# Riding in Brunswick/Sea Island/St.Simons Georgia



## mike502 (Feb 6, 2005)

I will be vacationing in this area later this month. Thinking of taking my bike and was wondering about riding in this area, clubs, etc. Does anyone have any suggestions and/or comments. Would be greatly appreciated.


----------



## Sadlebred (Nov 19, 2002)

This has been discussed before. Do a search.


----------



## mike502 (Feb 6, 2005)

Sadlebred said:


> This has been discussed before. Do a search.


Thanks for the uplifting reply. I guess I could of done a search; but, just thought about feedback from you "wonderful" folks. Hopefully, you don't live in that area.


----------



## cyclodawg (Jul 1, 2003)

mike502 said:


> I will be vacationing in this area later this month. Thinking of taking my bike and was wondering about riding in this area, clubs, etc. Does anyone have any suggestions and/or comments. Would be greatly appreciated.

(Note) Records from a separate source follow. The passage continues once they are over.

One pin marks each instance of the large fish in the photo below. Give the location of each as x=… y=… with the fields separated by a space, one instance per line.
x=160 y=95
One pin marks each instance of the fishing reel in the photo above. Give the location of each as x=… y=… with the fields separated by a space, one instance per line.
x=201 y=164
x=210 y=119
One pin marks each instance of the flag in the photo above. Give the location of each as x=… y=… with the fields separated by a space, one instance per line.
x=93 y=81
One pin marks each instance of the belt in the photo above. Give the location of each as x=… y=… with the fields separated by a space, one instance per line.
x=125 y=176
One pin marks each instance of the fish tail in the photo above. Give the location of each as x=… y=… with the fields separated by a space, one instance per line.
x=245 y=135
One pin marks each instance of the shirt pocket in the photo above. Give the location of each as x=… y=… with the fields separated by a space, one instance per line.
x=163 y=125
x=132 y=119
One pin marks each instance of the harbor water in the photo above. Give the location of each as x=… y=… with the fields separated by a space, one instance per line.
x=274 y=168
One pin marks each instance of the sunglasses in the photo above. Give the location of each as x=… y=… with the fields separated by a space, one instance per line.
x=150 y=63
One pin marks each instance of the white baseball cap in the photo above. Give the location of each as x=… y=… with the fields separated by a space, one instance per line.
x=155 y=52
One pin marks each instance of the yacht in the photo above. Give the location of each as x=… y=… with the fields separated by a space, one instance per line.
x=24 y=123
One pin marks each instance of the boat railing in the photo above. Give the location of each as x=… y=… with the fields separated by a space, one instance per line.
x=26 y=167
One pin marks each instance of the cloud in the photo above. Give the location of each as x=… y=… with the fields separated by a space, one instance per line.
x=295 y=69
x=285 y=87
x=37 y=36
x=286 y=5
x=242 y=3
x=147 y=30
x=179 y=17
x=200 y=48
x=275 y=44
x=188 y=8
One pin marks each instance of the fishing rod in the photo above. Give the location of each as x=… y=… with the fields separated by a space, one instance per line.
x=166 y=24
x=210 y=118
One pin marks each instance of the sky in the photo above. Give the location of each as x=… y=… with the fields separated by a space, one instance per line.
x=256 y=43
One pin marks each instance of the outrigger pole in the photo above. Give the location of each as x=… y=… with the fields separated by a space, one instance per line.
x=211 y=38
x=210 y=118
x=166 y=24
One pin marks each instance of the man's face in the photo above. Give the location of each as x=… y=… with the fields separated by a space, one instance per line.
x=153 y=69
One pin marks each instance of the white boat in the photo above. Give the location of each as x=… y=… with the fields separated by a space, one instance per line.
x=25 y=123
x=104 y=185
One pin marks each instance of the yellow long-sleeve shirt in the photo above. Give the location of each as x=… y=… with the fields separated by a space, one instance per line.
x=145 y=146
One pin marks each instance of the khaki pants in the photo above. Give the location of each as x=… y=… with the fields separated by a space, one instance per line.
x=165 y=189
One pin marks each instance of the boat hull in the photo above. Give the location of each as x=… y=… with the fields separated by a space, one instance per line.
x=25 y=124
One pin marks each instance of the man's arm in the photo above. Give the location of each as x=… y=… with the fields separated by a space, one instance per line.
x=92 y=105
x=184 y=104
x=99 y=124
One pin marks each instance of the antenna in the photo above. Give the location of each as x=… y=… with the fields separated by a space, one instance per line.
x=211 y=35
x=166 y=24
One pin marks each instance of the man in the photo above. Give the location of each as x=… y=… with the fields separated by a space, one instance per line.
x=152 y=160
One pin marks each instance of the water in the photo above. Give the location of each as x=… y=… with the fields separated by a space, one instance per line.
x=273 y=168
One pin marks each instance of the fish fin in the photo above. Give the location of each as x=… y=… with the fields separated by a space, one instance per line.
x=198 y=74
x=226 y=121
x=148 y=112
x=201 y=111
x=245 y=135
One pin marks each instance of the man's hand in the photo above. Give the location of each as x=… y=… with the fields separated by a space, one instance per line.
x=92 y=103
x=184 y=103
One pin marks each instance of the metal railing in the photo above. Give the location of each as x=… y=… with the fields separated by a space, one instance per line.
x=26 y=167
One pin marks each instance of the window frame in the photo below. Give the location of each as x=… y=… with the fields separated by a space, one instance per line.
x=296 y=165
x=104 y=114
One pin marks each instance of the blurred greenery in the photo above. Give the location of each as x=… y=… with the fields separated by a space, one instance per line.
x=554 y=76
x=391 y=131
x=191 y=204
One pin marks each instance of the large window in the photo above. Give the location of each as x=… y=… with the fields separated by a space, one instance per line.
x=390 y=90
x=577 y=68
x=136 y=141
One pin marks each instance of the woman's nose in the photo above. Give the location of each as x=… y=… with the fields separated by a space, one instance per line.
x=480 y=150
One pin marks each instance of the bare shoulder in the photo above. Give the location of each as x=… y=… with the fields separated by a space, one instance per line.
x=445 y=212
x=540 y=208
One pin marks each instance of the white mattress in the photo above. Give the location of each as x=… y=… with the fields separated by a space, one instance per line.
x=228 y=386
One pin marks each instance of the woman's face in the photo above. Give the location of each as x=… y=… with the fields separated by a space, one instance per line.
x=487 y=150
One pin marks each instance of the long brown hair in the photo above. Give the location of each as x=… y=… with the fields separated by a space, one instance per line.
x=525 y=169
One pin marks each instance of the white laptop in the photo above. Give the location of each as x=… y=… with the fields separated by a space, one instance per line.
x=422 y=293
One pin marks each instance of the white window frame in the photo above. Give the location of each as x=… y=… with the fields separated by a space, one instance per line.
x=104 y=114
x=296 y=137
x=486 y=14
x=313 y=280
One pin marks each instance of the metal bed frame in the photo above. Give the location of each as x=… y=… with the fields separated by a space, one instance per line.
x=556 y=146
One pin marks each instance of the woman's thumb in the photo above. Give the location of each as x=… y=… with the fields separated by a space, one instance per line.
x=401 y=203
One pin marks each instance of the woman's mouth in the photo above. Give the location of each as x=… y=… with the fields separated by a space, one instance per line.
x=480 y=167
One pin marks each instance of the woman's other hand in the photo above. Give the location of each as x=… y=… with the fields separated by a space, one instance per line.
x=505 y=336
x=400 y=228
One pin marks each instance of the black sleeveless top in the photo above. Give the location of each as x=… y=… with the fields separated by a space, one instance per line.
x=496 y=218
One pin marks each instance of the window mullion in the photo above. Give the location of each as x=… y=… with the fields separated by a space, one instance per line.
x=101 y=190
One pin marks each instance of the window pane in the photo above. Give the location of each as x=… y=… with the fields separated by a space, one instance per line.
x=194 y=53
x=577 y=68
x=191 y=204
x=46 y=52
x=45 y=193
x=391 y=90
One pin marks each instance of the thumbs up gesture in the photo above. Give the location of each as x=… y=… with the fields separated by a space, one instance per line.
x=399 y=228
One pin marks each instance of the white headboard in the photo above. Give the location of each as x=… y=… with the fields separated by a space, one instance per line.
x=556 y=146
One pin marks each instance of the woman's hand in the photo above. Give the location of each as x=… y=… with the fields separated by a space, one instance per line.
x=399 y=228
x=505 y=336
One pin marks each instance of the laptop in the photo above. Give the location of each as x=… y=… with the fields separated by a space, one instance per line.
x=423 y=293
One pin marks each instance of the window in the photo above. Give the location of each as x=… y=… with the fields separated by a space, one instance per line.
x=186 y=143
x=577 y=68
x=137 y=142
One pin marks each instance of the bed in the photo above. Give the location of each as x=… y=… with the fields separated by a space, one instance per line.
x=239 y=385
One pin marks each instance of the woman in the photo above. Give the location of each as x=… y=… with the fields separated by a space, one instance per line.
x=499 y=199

It's all flat, but scenic. You can get some climbs on the bridges connecting causeways, but that's it. There is a LBS on St Simons, but I'm not real familiar with it. It's in one of the shopping centers at the main intersection of the island. 

Traffic on the island tends to be bad, but they do have bike paths (which aren't terribly wide and you have to dodge walkers and joggers). The better riding, if you want to get out and hammer, is on the mainland. There is a nice long ride on a bike path on the causeway leading you to St Simons. You can also go over to Jeckyll Island, next door, where the traffic is not quite as bad. 

Have fun.


----------



## BikinCO (Feb 17, 2004)

mike502 said:


> Thanks for the uplifting reply. I guess I could of done a search; but, just thought about feedback from you "wonderful" folks. Hopefully, you don't live in that area.


I don't know why she even responds. It gets OLD reading "do a search" and "check my website." Blah, blah, blah!

Anyway. I live here the riding on SSI is horrible. There is a MUT that runs around/through the island and the locals do not want bikes anywhere but there. The road around Jekyll Island in 15 miles around. There are weekly rides from Fox's Pizza downtown (Thursday nights) and from Griffin Bike and Mower on (Tuesdays nights), an A group and a B group. If you want to ride alone, park at Spanky's Marshside on highway 17 take a left out of the parking lot go over the Big Bridge at the bottom take a left on the causeway to Jekyll Island. Follow the causeway past the visitor center and over the bridge to Jekyll. Do not stop at the toll both, bikes do not have to pay. Follow to the stop sign. Return the same way you came on, this will be about 24 miles round trip. If you want to add another 15, turn left at the stop sign and stay on the road all the way around the island. It will return to the toll booths. When you get to the toll booths take a left and then your first right, this will take you around the south side of the island. There are some other routes if your are interested pm me. I travle a lot but might be talked into a ride.


----------